Ist Frieden mit einer solchen Wirtschaftspolitik zu wahren oder ist der Frieden durch eine solche Wirtschaftspolitik gefährdet? Industriewaren müssen verkauft werden. Was passiert, wenn der Arbeiter in Rumänien oder China so wenig verdient, daß er sich nachwievor nichts leisten kann und der Arbeiter in Deutschland immer weniger verdient, daß er schlußendlich auch nichts mehr kaufen kann? Die Gewinn-Maximierung der geldgierigen Konzerne bricht irgendwann zusammen, wenn die Kunden fehlen.

Daß die Gewinnmaximierung auch die Dienstleistungssparten erreicht hat, das wundert nicht. Herr Bundeskanzler, Ihre Dienstleistungsgesellschaft Deutschland findet nicht statt; sie wandert aus. Die elektronischen Techniken erlauben ein neues Wirtschaften, und dieses neue Wirtschaften benötigt ein neues, soziales, Denken. Aber nirgendwo sehe ich Ansätze dazu. Ich habe keine "Patent"-Lösungen für eine "neue (Welt-) Wirtschaft". Was makroökonomisch da und dort anders gestaltet werden kann, das ist relativ leicht zu schildern, was aber weltwirtwchaftlichmenschlich geschehen muß, um allen Menschen auf dieser Erde gerecht zu werden, das müssen wir mit unserem Verstand noch erkunden.

Die ökonomischen Wissenschaften geben keine Antwort, ja, ich habe den Eindruck, daß sie sich noch nicht einmal Mühe geben. Dasselbe gilt für Gewerkschaften und Kirchen.
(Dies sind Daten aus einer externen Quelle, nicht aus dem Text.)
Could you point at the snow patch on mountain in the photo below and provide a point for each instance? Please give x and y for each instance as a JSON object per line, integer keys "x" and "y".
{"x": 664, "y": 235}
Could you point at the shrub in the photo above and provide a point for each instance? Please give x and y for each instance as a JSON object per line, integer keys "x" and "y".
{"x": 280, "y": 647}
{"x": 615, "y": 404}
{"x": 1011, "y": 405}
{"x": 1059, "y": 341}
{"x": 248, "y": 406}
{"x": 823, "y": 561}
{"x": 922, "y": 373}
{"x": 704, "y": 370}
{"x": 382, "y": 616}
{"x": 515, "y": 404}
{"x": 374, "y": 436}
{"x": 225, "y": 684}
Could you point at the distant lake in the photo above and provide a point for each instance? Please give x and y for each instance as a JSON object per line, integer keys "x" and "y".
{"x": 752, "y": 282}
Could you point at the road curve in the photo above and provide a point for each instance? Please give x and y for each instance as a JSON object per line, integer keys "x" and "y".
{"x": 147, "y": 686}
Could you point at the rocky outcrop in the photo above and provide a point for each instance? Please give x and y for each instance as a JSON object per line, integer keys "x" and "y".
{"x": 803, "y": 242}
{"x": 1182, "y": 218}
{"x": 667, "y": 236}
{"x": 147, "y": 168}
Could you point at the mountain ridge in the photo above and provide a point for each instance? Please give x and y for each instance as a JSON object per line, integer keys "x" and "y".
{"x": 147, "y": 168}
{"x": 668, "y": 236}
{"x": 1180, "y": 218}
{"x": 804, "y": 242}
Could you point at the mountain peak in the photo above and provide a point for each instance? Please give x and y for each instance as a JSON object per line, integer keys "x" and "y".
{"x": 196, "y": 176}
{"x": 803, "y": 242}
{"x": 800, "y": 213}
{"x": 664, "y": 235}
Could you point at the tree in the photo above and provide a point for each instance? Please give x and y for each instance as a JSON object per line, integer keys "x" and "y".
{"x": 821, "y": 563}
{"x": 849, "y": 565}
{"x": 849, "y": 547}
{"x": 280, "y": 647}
Und die "Unternehmer"? Bei den Konzernen gibt es nur Unternehmer-Funktionäre, die eigentlich "Unterlasser" sind. Sie kassieren in schlechten wie in guten Tagen und sind für nichts verantwortlich. Es sind meistens sehr stimmgewaltige Personen, aufgeblasen, und wenn man in sie hinein piekt, kommt noch nicht einmal heiße Luft. Die Stimme des Mittelstandes ist deshalb immer so piepsig dünn, weil hier am meisten noch persönlich haftende und verantwortliche Unternehmer tätig sind. Sie sind traditionell überlastet und müssen die Gegenwart mit all ihren Schwierigkeiten und Widersprüchen im täglichen Geschäft bewältigen.

Ich hoffe auf die klugen Menschen, irgendwo dazwischen, die Samiskat-Menschen (Samiskat=Außenseiter, Untergrund), die außergewöhnliches denken können, außerhalb des Mainsteams, des Üblichen.

Auch im Kommentar-und Informationsbrief sollte über dieses Thema diskutiert werden.